A rainy start to California's traditional wet season has somewhat eased the state's five-year drought, and more storms are on the way, state officials announced yesterday.
While above-average rainstorms have replenished major water supply reservoirs, snowfall, which provides runoff for farmers later in the year, is below average. State snow surveyors yesterday measured snowpack at 68 percent of normal for this time of year.
Water managers have issued conservative forecasts for deliveries but are optimistic conditions will improve, citing a set of snowstorms predicted to persist through next week. Snowpack provides about 30 percent of the state's water supply.
"I can see us being potentially at average once that series of storms moves through," said Frank Gehrke, head of the California Cooperative Snow Surveys program, who conducted yesterday's snow measurement at Phillips Station, Calif.

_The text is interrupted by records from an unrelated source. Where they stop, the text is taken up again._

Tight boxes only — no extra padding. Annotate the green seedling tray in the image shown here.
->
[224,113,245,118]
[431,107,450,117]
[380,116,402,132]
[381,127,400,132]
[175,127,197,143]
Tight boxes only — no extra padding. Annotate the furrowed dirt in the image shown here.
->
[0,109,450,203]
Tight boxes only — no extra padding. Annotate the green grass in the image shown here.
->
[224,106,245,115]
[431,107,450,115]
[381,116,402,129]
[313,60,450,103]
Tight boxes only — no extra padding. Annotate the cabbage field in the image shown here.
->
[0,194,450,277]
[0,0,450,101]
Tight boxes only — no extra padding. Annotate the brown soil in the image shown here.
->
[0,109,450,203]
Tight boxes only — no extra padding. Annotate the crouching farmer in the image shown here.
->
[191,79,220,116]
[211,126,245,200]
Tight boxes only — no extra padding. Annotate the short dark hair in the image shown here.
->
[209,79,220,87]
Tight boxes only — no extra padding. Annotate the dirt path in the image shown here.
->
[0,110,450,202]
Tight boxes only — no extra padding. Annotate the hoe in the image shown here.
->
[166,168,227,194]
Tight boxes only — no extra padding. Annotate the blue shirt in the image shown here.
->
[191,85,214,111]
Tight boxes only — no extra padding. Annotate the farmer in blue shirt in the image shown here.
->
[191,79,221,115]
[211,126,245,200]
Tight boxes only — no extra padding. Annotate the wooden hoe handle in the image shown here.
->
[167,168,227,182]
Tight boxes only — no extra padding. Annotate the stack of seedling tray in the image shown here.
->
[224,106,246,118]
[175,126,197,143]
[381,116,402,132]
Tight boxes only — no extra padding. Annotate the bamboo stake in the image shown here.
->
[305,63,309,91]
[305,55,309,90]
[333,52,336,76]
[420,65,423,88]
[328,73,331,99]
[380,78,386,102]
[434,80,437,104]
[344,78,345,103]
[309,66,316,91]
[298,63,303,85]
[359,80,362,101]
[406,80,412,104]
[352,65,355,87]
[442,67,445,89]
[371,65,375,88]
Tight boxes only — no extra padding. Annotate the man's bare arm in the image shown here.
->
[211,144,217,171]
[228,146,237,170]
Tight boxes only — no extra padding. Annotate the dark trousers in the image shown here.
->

"I think it's a very encouraging start to the winter, and certainly we've had other winters when [Phillips] has been basically a bare field," he said.
Whether the state emerges from winter in good shape largely depends on whether more precipitation falls as rain or snow.
More rain would overwhelm the reservoirs, requiring water managers to release some of their already-collected supplies. Snow would stay in the mountains as natural storage.
"A lot of it's going to depend on how the [precipitation] occurs," Gehrke said. "Snow would be a better scenario than would rain."
House lawmakers are not taking any chances on a good water year to improve deliveries to agricultural and urban users in the southern half of the state.
Rep. David Valadao, House Majority Leader Kevin McCarthy and 10 other California Republicans yesterday introduced H.R. 23 to adjust California and Westwide water policies.
The bill would go further than language the lawmakers inserted into last year's Water Infrastructure Improvements for the Nation Act, S. 612, signed last month by President Obama.
Among other things, the bill would reduce the cost of water-delivery contracts and amend the 1992 Central Valley Project Improvement Act to give users more authority over how restoration funds are spent.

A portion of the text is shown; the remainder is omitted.